С детства мне мысль внушили,
Что я уже чья-то невеста,
Мяли меня,
Катали,
Месили,
К свадьбе готовили свежее тесто,
Чтобы в горячей своей печи
Мог ты меня испечь,
Чтобы ты досыта ел в ночи
Хлеб моих губ и плеч.
Ешь меня, —
Не посмею плакать,
Даже измученная вконец.
О, как ты быстро воспламеняешься,
И угасаешь,
И снова плавишься,
Как на огне — свинец.
Снова лежу я на ложе огня —
Полузадушена,
Полураздавлена.
Хрипло засмейся.
Влейся в меня
Свинцовой струей расплавленной.
Ешь меня,
Распинай меня,
Делай мне сладко и больно,
Твори со мною, что хочешь, —
Никогда не скажу: довольно!
Ты — мой кормилец.
Ты пахнешь железом и потом.
Этот горячий хлеб
Честно тобой заработан.
Эту покорную чашу до дна испей.
Ни слова не говори —
Только владей и владей,
И не проси любви —
Только делай меня твоей.
Сегодня скажу Варис Шаху [самое популярное стихотворение Притам, вошедшее в школьную программу]
Сегодня скажу Варис Шаху: «Поэт, из тьмы гробовой
восстань и страницу гнева в книге любви открой!
Помнишь, как ты панджабку песней своей утешал?
Сегодня их тысячи плачут, к тебе взывая с мольбой:
Заступник всех, кто обижен, восстань, взгляни на Панджаб —
пастбища устланы трупами, Ченаб полон крови людской.
В пять рек подмешали яду, в каждой их капле — яд,
и орошаются земли погибельной этой водой.
Из тучной земли прорастают отравленные стебельки,
лица красны от злобы, мыслями правит разбой.
Ветр, напоенный отравой, веет в твоих лесах,
бамбуковая флейта, слышишь, шипит змеей?
Змеи околдовали своим зловольем людей,
тело Панджаба покрылось мертвенной синевой.
На улице смолкли песни, в прялке порвалась нить,
а место веселых игрищ обходят теперь стороной.
В лодке уже не катают возлюбленную при луне,
и качели давно упали вместе с веткой гнилой.
Вздохи и слезы влюбленных вызывают всеобщий смех,
мужчины пренебрегают теперь любовной игрой!
Кровь льется дождем на землю, в могилы предков сочась,
слышится по кладбищам возлюбленных плач и вой.
Сегодня все превратились в воров красоты и любви.

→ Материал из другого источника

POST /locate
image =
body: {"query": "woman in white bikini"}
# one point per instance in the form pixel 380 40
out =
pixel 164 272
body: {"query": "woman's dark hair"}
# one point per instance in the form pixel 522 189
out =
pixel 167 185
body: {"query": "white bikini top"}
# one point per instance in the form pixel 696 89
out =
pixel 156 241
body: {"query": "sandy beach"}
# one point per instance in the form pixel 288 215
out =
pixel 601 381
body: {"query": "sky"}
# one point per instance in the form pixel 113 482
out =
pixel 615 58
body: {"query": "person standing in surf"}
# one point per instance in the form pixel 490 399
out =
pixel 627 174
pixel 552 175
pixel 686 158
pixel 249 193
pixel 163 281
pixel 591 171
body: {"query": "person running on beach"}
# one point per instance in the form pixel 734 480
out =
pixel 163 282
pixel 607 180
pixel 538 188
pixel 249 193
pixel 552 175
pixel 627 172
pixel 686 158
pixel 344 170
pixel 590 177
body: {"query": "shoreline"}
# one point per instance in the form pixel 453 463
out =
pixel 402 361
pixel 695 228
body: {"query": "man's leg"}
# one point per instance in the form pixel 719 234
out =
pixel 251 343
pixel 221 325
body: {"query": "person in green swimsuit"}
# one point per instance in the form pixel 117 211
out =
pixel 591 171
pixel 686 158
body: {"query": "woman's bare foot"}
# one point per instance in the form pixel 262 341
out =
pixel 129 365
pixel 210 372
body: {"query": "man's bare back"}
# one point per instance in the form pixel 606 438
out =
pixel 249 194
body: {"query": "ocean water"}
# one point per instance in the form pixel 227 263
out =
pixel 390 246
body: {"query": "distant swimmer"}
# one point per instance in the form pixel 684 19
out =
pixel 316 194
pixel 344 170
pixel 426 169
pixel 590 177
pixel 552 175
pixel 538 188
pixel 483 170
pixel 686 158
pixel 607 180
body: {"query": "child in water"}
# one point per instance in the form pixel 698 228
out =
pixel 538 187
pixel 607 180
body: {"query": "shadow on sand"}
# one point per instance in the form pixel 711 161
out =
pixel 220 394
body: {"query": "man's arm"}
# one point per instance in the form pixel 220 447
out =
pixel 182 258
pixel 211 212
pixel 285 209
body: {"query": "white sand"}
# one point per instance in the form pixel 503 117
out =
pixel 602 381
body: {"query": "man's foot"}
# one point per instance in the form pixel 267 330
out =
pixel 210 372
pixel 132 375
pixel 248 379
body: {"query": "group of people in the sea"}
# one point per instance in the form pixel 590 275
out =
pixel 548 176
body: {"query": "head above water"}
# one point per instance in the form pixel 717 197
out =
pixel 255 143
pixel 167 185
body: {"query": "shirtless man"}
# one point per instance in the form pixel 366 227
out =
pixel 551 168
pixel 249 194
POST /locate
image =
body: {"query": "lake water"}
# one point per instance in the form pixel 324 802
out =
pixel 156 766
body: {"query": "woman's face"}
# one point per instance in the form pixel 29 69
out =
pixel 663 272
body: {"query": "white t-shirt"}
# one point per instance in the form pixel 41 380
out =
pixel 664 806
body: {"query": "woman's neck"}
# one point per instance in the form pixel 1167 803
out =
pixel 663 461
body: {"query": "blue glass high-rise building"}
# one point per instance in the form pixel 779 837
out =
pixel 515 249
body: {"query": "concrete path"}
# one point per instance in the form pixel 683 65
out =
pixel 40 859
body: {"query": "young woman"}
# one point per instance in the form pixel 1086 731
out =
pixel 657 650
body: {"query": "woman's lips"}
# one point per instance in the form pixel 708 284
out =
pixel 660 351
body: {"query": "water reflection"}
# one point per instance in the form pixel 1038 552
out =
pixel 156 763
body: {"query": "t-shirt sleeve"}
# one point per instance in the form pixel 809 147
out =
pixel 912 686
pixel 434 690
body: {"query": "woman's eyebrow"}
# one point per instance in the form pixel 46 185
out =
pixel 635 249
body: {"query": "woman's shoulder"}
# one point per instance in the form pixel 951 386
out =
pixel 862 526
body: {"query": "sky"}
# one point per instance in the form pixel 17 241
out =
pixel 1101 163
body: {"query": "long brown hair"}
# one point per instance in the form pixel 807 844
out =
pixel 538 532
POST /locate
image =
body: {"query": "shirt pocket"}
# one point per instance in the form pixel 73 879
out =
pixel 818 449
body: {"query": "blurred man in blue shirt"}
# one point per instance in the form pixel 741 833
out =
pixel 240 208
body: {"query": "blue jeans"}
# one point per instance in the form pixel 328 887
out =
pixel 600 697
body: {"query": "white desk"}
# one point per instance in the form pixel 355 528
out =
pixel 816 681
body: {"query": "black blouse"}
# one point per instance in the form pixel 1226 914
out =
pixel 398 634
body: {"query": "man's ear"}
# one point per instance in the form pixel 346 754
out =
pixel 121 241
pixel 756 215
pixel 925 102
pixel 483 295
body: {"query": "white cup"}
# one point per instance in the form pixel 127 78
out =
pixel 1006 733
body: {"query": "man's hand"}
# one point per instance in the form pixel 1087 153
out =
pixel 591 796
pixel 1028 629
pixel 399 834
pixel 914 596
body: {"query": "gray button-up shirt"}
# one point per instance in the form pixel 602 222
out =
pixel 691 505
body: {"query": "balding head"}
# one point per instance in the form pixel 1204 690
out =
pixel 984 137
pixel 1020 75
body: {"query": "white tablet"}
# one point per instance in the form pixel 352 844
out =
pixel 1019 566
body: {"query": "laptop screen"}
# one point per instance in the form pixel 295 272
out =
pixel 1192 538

Где взять теперь Варис Шаха, да и есть ли в стране такой!»
Сегодня скажу Варис Шаху: «Поэт, из тьмы гробовой
восстань и страницу гнева в книге любви открой!»
Последний солнечный лучик
Я помню,
как последний лучик испуганно
солнцу в палец вцепился
и, глядя на празднество тьмы,
сгинул во тьме.
Я думаю: и страх одиночества
тоже ищет родную душу.
Но разве ему я родня?
Почему же тогда этот заблудившийся мальчик
вцепился в руку мою?
Ах, скорей бы тебя разыскали,
ты, вцепившийся в руку мою
маленький теплый вздох.
Ты с рукой не играешь моей,
ты руке не веришь моей.
В нескончаемой тьме ли,
в шумном ли празднестве дня
потерялась чья-то душа неприкаянная.
Потому-то и память моя о тебе так похожа
на последний солнечный лучик.
Соглядатаи
О чём так волнуются, так тревожатся
Все наши кумушки-непоседы?
Конечно, о сыне старой соседки
И дочери старика соседа.
Боясь упустить хоть одну их встречу,
но скрыть своё любопытство силясь,
забыв про свои очаги и тряпки,
они в соглядатаев превратились
Они бескорыстны - своё занятье
Считают самым священным долгом.
Сойдясь у колодца, забавную новость
Они обсуждают со смаком и толком.
И, слюни глотая от нетерпенья,
Каждой подсмотренной мелочи рады,
Глазеют они из своих закоулков,
Щурятся в щели ветхой ограды.
Бедные дети! Едва разгорелось
Чувство стыдливое, чувство святое,
И вот уже, как тряпичных кукол,
Вас теребят - не дают покоя.
Стоит хоть словом вам перемолвиться,
Стоит хоть мельком встретиться где-то,
Сразу десятками глаз бесстыжих
Будете вы догола раздеты.
Уши топырятся. Рты усмехаются.
Шеи длиннее, чем у жирафа.
Каждая новость квартал облетает,
Будто по проволокам телеграфа.
Ах, как заботятся, как заботятся
Бойкие сплетницы-непоседы
о сыне нашей старой соседки
И дочери старика соседа.
Политика
Политика — это классический фильм, говорят.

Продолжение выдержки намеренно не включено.